The story ends with Superman’s fears confronted and Doomsday (temporarily) defeated, thanks to help from Waverider and his time-travel deus abilities.

If you think this all sounds like a rather hollow, unsatisfying story, you’re right.

This isn’t meant as a knock on Jurgens and Breeding, two gentlemen who together put out A LOT of Superman comics over the years, some that were damn good by any superhero plot metric. (And Jurgens will always have Booster Gold on the plus side of the ledger.) I read and enjoyed much of their output. It’s just that this isn’t the good stuff. Doomsday, despite the epochal event he instigated, was never a great villain, nor will he ever be. You know who/what Doomsday is? He’s like some pop singer who was part of a music phenomenon, one that faded and left people ashamed afterwards that they had ever liked this fad in the first place. I’m thinking any non-Wahlberg member of New Kids on the Block. Someone like that. Someone who might get trotted out every now and then on some dopey VH-1 retrospective, someone with limited public success — if any — after soaring fame, someone who will always have a lingering cachet having more to do with infamy than prowess.

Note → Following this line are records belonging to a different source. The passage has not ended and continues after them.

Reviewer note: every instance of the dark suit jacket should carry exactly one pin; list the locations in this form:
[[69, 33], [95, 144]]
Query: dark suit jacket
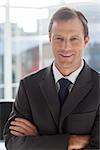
[[37, 101]]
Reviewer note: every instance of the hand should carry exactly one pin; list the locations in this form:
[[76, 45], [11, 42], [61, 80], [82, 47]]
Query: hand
[[22, 127], [78, 141]]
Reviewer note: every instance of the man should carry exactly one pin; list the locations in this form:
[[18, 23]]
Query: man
[[46, 115]]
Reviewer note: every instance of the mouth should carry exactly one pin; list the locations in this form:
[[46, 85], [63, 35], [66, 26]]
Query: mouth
[[66, 55]]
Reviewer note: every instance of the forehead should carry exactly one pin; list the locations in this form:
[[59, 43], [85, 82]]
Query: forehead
[[67, 26]]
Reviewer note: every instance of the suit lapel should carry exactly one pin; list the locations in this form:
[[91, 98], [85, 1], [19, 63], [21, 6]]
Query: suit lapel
[[48, 89], [81, 88]]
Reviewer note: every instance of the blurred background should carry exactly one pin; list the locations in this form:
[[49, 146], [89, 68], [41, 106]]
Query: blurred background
[[24, 44]]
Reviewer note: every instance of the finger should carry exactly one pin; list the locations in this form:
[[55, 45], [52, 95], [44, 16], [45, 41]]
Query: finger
[[16, 133], [18, 127], [25, 121]]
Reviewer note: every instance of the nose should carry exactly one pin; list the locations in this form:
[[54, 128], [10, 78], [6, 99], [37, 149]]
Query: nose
[[66, 44]]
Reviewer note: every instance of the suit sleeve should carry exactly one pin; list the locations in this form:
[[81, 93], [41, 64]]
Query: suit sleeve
[[21, 108], [95, 143]]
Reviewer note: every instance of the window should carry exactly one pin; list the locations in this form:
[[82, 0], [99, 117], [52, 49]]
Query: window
[[24, 43]]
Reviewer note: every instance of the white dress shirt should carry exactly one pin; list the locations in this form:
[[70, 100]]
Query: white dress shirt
[[72, 77]]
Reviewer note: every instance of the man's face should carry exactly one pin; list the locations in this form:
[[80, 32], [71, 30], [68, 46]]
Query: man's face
[[67, 42]]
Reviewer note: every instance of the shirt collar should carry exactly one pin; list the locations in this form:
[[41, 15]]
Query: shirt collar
[[72, 77]]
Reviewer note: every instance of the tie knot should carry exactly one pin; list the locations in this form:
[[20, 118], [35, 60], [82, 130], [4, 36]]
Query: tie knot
[[64, 83], [63, 91]]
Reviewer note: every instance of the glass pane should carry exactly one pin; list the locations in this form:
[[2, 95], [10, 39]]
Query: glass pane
[[1, 93], [33, 3], [3, 2], [2, 20], [25, 41]]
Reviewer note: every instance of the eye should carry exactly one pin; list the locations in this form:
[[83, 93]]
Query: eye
[[74, 39], [59, 39]]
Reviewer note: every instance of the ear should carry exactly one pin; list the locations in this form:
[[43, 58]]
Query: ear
[[86, 41]]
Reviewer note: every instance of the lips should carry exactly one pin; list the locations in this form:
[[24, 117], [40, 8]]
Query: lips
[[67, 55]]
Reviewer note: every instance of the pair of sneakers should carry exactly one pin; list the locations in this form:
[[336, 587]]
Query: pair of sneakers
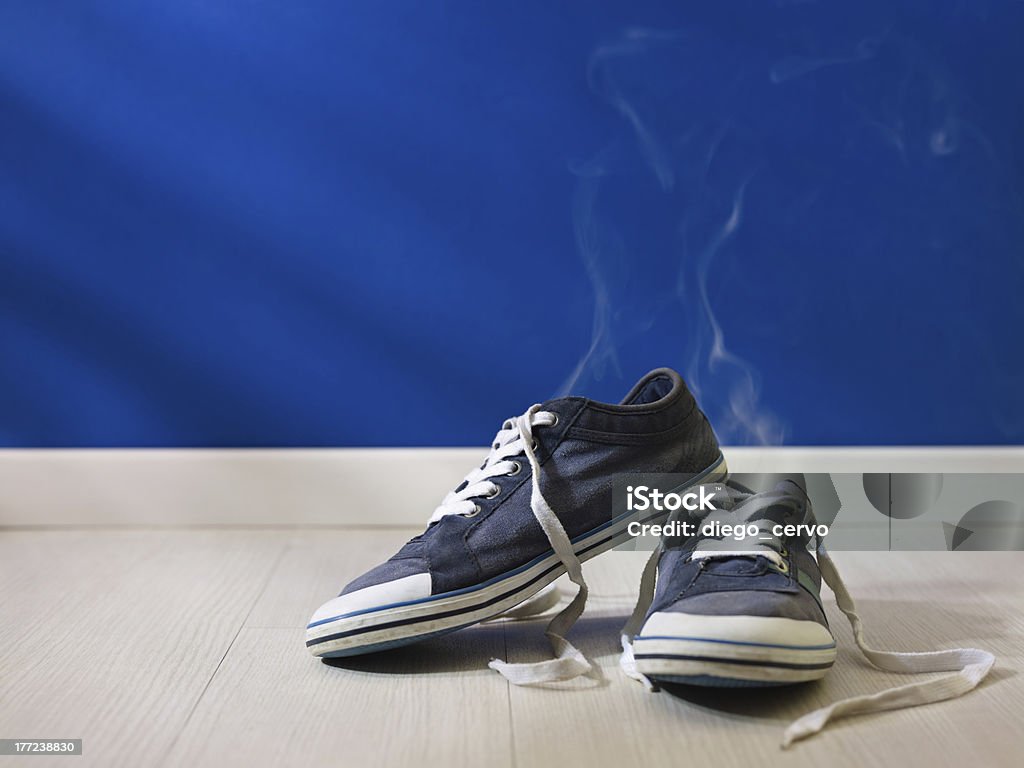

It’s hard to picture Doomsday as a boy band member, but what the hell, why not?

Hunter/Prey feels forced. No, it’s not far-fetched to think that Superman would have lingering fears and doubts about the creature that pureed his face, one whose body is missing and floating around in space. Nor is it forced to bring Doomsday back into the fold, as in comics — yes, like in wrestling — no exile is forever. But throwing Darkseid into the mix feels like seeding keywords into a web page. The outlandish Super-Knight costume looks like an overly complicated design for an action figure that never materialized. Waverider does his maddening “solve all problems and wrap things up and paint our way out of corners” thing. And the thread that we learn connects Superman with the monster that bashed in his face? Maybe it’s okay. Maybe it’s crap. But it, too, feels forced, like after the fact justification, a device that says “Look, he wasn’t really out of thin air! He has just as much to do with Superman as that red-haired Lex Luthor who was really the old Lex in a new body! See, Death was actually good!”

The Death of Superman wasn’t terrible, and it wasn’t great. It was somewhere in the middle. So is Doomsday’s return. It’s part of the seven stages of storytelling grief (denial?) — part of a creative brain trust coming to terms with the fact that the character they made the centerpiece of an epic event just wasn’t up to snuff. That the Doomsday juice ain’t worth the squeezing, no matter how hard you try.